Willie Cunningham is a successful, syndicated, talk radio host with his roots in Cincinnati. Yesterday he prompted an embarrassed John McCain to disavow Cunningham's remarks about Obama. This is just the latest media stench.
Cunningham, for those of you unfamiliar with him, is a lawyer. His radio program is a disturbing combination of over the top confrontational rhetoric, shocking metaphors and a high energy, unapologetic attack on anybody or anything Willie wants to rant about.
Quite frankly, his celebrity perplexes me. At first he was amusing because he was loud and obnoxious, and occasionally funny. He lost funny.
But Cunningham is not the only culprit out there who is crippling our nation's ability to have civil debate. Hannity and Colmes, the highly rated cable program, often encourages its guests to talk over each other, in angry tones, so much so that the cacophony makes me scramble for the handle on my lazy boy in a fast fumble to find the mute button.
Rush Limbaugh, the most successful talk radio host in America, has developed an angry tone to his voice which is taken to the next level by Michael Savage who ends up screaming before he ends half of his segments.
The typically liberal main stream media outlets are no better. Their editors yawn as they pass over stories about policy differences between candidates but scramble to out do each other the minute an unflattering picture surfaces.
The danger we face in this environment is losing sight of issues and values which are truly important to American families. This danger is not lost on the American public.

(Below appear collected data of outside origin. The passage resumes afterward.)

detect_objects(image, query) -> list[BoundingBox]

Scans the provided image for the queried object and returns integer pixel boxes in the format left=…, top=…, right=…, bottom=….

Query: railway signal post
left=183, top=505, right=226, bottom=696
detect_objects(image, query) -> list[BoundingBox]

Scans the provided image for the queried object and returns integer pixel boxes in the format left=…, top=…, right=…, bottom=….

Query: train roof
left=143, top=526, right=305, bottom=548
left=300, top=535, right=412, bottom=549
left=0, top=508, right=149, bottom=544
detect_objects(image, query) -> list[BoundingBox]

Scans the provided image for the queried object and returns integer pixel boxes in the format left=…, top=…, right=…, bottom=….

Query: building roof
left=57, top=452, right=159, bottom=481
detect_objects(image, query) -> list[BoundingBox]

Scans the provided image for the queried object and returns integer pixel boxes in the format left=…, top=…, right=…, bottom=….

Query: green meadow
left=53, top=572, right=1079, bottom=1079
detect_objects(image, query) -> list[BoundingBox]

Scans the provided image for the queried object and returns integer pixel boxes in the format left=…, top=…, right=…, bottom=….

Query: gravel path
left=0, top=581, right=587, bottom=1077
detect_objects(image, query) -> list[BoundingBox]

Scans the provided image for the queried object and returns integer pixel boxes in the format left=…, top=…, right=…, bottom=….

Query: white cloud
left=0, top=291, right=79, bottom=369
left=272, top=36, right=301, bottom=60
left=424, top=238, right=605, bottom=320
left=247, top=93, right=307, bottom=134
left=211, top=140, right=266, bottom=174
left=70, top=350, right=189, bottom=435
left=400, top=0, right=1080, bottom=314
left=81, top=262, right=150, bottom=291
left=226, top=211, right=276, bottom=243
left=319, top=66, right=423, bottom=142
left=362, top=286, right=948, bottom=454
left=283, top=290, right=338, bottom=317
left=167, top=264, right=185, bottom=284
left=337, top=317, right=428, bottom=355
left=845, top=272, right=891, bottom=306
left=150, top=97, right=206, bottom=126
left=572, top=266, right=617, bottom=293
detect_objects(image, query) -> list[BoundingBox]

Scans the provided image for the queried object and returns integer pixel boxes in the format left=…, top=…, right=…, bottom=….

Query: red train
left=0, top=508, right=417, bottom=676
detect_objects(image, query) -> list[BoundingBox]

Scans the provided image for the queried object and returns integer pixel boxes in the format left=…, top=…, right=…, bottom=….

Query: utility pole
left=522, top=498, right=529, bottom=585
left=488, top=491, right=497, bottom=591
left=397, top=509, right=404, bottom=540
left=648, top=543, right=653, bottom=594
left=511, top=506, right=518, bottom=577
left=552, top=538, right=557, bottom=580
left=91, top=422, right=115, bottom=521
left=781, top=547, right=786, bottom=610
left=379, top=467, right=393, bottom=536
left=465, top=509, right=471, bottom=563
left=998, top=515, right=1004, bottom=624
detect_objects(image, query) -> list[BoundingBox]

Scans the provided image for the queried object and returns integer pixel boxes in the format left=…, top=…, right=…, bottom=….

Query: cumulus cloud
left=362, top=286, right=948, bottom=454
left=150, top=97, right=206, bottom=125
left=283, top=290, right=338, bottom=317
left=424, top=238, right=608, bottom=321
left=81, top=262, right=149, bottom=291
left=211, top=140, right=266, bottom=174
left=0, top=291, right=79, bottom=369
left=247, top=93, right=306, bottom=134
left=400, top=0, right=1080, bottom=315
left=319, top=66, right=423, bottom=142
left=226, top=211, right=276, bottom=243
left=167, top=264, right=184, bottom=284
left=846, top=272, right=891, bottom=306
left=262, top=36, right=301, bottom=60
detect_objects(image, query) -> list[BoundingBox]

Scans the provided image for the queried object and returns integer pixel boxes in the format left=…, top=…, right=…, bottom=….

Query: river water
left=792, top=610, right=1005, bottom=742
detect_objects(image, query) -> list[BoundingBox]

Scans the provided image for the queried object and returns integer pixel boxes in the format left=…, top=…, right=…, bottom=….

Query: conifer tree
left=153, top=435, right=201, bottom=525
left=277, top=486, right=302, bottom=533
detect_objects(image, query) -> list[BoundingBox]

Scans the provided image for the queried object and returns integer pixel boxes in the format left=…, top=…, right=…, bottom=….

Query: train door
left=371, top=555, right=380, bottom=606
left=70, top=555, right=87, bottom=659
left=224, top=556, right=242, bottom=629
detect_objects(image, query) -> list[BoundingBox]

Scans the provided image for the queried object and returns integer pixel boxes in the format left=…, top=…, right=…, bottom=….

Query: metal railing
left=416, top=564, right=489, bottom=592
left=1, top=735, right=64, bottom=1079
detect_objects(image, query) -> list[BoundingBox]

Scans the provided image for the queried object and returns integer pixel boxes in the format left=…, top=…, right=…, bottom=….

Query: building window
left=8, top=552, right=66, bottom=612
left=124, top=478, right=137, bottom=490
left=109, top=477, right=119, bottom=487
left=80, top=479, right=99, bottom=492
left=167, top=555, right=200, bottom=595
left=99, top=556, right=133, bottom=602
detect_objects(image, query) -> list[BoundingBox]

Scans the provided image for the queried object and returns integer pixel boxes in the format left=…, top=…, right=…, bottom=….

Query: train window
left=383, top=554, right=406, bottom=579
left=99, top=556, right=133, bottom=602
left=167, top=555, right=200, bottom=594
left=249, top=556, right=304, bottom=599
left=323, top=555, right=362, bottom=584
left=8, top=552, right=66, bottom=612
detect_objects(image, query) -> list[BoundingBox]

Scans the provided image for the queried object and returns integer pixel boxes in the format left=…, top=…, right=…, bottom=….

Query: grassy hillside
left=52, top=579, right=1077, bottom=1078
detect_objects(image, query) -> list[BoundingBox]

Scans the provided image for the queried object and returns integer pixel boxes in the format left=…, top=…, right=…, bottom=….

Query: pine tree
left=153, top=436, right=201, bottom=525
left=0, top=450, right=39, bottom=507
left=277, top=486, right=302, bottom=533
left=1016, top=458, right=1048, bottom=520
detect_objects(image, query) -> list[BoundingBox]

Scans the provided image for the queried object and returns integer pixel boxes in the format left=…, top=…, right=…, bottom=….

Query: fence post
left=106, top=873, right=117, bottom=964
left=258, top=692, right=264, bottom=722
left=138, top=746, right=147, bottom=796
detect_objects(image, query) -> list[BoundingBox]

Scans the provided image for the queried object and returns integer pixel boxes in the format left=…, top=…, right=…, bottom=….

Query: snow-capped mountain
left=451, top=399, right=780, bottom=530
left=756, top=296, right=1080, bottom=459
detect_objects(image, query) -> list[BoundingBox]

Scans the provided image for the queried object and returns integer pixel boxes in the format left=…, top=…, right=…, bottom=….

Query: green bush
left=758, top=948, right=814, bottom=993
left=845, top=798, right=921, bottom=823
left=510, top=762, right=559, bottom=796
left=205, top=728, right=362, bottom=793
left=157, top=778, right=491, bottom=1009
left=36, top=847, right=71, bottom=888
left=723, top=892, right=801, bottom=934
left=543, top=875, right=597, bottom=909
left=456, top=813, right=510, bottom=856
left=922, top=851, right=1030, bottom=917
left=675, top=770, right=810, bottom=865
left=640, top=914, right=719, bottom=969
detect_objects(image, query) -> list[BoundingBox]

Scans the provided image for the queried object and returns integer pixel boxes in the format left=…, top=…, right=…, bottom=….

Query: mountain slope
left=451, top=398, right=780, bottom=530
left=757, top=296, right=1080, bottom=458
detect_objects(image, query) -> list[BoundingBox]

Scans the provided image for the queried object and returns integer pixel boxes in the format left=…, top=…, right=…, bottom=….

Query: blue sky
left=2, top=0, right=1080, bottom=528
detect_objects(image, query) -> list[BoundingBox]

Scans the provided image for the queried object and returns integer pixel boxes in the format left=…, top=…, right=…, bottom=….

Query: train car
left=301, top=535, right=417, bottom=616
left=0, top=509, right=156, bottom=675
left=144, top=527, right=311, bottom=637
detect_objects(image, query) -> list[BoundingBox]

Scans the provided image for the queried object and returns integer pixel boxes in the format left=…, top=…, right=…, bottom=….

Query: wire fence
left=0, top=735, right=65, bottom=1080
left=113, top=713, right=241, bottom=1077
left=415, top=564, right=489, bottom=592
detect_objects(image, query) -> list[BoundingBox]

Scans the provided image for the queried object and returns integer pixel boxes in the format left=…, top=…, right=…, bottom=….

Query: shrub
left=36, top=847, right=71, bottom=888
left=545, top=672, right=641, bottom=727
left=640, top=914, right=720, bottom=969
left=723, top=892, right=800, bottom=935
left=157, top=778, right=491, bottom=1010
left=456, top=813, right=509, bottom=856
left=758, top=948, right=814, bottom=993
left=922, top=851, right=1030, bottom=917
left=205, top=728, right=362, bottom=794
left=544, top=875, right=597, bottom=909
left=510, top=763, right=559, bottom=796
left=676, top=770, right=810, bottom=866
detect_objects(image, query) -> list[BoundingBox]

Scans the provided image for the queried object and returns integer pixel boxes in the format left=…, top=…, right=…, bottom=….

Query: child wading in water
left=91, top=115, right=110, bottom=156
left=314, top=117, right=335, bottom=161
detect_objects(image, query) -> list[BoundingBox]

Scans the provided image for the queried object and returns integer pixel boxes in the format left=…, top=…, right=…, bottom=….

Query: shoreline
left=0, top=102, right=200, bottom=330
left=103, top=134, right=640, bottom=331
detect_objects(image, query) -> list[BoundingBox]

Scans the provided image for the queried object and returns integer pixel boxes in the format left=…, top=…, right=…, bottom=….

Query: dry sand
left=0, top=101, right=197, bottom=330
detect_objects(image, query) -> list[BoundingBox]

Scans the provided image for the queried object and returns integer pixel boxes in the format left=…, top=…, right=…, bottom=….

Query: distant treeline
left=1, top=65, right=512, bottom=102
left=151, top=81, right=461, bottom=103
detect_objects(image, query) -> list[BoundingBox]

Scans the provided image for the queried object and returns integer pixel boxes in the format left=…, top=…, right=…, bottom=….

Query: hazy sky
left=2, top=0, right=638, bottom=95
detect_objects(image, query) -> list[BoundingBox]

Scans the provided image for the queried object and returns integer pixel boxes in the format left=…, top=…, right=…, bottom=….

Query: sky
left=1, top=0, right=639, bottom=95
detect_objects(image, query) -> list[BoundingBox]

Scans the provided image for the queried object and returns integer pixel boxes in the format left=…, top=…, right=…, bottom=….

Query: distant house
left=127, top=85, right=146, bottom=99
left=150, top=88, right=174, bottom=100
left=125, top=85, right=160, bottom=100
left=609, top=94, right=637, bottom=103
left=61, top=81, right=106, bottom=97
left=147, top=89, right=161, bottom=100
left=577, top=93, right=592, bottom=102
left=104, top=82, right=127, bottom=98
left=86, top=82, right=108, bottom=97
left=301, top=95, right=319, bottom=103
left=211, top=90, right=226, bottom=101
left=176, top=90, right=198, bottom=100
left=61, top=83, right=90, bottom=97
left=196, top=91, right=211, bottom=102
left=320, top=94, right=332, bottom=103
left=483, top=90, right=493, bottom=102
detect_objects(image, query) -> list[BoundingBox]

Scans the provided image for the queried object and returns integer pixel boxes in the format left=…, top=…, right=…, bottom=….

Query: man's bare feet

Perhaps that is one reason why the "Cool Hand Barack" approach of Senator Obama is attracting so many voters who have chosen not to be a part of the process before now.
Other than those Americans who enjoy the blood sport of politics, many new voters are expressing a much more widely held desire for America to stop making nasty over our differences, and to start making nice over our common goals and beliefs.
Now don't get me wrong, on policy Obama is not my first choice for president. But he does represent, as the Cunningham incident highlights, that for most Americans its not the color or gender or policies of politics which have to change, but it is most definitely the tone of politics which determines whether we reach for the mute button, or turn the volume up.